A predictive scoring system for therapy-failure in persons with chronic myeloid leukemia receiving initial imatinib therapy.
Xiao-Shuai ZhangRobert Peter GaleMei-Jie ZhangXiao-Jun HuangQian JiangPublished in: Leukemia (2022)
Data from 1,364 consecutive subjects with chronic-phase chronic myeloid leukemia (CML) receiving initial imatinib-therapy were interrogated to identify co-variates predicting therapy failure. Subjects were randomly divided into training (n = 908) and validation datasets (n = 456). In the training dataset, WBC count ≥120 × 10E + 9/L, haemoglobin concentration <115 g/L, blood basophils ≥12% and European Treatment and Outcome Study for CML Long-Term Survival (ELTS) risk score were significantly-associated with failure-free survival (FFS). Each co-variate was assigned 1 point to develop the imatinib-therapy failure (IMTF) model except ELTS high-risk category which was assigned 2 points based on multi-variable regression coefficients.
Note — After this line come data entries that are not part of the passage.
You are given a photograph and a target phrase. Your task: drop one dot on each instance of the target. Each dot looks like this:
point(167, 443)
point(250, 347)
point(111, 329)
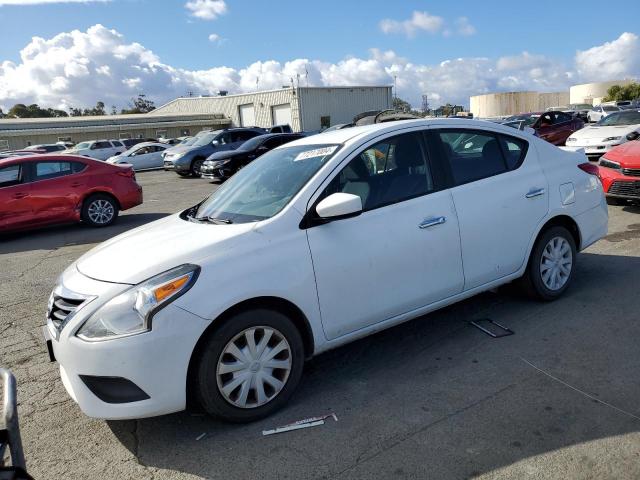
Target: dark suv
point(221, 165)
point(187, 160)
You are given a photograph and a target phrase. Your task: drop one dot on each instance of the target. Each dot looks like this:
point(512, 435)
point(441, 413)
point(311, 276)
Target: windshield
point(621, 118)
point(263, 188)
point(205, 139)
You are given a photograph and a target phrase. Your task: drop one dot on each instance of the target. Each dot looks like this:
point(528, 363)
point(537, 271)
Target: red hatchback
point(46, 189)
point(620, 171)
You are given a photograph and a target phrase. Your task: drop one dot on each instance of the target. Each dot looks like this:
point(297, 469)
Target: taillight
point(590, 168)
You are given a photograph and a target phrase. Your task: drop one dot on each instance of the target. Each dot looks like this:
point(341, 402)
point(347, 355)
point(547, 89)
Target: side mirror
point(339, 205)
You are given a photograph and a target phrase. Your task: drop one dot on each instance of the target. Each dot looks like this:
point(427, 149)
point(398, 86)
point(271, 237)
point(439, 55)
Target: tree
point(139, 105)
point(618, 93)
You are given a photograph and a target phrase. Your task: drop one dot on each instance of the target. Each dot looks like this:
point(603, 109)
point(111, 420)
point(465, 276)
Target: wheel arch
point(277, 304)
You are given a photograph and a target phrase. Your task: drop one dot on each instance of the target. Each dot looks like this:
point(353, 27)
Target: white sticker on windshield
point(318, 152)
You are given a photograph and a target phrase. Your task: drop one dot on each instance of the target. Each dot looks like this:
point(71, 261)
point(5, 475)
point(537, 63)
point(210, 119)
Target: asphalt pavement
point(432, 398)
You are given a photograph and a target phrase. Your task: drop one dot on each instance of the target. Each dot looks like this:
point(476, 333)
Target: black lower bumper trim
point(114, 389)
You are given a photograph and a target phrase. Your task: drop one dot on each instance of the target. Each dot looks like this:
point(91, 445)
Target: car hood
point(604, 132)
point(627, 154)
point(146, 251)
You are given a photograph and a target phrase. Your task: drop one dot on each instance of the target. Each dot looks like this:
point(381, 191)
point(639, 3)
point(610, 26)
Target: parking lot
point(432, 398)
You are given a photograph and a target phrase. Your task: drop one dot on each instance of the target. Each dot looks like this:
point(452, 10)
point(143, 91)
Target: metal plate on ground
point(491, 328)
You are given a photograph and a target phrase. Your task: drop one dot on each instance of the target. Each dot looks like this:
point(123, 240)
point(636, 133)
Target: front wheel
point(250, 366)
point(551, 264)
point(99, 210)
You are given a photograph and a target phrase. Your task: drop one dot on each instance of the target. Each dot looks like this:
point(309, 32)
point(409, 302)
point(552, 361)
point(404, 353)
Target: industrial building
point(304, 108)
point(510, 103)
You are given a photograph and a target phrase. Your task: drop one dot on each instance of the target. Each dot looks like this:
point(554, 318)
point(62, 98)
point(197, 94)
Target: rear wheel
point(250, 366)
point(551, 264)
point(99, 210)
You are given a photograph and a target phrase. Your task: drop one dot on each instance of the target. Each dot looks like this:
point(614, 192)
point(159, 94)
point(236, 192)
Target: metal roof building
point(304, 108)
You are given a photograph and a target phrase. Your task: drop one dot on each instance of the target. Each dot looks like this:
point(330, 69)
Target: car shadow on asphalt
point(436, 397)
point(52, 238)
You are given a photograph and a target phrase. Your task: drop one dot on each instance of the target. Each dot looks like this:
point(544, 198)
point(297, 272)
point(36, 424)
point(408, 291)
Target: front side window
point(47, 170)
point(472, 155)
point(265, 186)
point(388, 172)
point(11, 175)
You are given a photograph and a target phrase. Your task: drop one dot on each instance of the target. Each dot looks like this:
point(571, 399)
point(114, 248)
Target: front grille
point(627, 189)
point(631, 172)
point(61, 307)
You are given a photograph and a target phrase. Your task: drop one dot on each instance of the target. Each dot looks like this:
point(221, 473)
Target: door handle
point(431, 222)
point(536, 192)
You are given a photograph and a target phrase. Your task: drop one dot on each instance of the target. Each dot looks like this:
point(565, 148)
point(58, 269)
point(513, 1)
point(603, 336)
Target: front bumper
point(618, 185)
point(595, 150)
point(156, 362)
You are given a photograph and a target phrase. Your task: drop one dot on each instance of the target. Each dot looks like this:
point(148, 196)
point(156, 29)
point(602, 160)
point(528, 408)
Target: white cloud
point(419, 21)
point(79, 68)
point(42, 2)
point(614, 60)
point(465, 28)
point(206, 9)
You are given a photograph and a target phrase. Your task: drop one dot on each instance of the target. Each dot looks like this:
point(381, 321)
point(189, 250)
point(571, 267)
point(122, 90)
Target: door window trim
point(309, 219)
point(439, 152)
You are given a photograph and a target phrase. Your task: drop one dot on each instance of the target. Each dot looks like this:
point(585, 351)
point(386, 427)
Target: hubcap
point(556, 263)
point(254, 367)
point(100, 211)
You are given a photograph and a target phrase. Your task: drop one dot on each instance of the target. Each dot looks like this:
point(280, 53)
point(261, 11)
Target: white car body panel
point(141, 161)
point(332, 273)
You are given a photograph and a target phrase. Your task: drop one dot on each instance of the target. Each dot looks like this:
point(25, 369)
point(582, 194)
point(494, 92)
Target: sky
point(73, 53)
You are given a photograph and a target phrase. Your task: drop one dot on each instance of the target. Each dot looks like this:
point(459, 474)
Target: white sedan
point(612, 130)
point(318, 242)
point(601, 111)
point(142, 156)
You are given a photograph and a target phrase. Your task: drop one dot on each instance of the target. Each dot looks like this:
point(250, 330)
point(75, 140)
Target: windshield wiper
point(214, 220)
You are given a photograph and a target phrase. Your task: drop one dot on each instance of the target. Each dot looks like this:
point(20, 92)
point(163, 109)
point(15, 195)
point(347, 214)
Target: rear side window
point(388, 172)
point(472, 155)
point(47, 170)
point(11, 175)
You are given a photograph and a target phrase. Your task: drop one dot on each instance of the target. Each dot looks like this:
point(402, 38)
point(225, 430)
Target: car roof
point(365, 132)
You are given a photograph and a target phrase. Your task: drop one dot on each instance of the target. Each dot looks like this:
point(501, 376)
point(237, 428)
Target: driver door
point(401, 253)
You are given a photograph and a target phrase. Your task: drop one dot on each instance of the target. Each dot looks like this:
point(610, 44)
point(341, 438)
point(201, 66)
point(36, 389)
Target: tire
point(195, 167)
point(218, 376)
point(557, 247)
point(99, 210)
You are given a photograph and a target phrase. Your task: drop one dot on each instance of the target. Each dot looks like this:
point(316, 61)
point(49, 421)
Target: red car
point(620, 172)
point(554, 127)
point(46, 189)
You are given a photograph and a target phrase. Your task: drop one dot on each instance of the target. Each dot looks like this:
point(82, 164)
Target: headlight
point(131, 312)
point(609, 164)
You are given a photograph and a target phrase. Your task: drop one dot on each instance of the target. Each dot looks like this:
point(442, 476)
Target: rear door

Area under receiver-operator characteristic curve values in the IMTF model for 1-, 3- and 5-year FFS were 0.79-0.84 in the training dataset and 0.78-0.85 in the validation dataset. Calibration plots showed high agreement between predicted and observed outcomes. Decision curve analyses indicated subjects benefited from clinical use of this model. Cumulative incidences of imatinib-therapy failure and probabilities of FFS among the 5 risk cohorts (very low-, low-, intermediate-, high- and very high-risk) using the IMTF model were significantly different (all p values < 0.001). The IMTF model also correlated with probabilities of progression-free survival and survival (all p values < 0.001). These data should help physicians optimize TKI-therapy strategy at diagnosis in persons with chronic phase CML.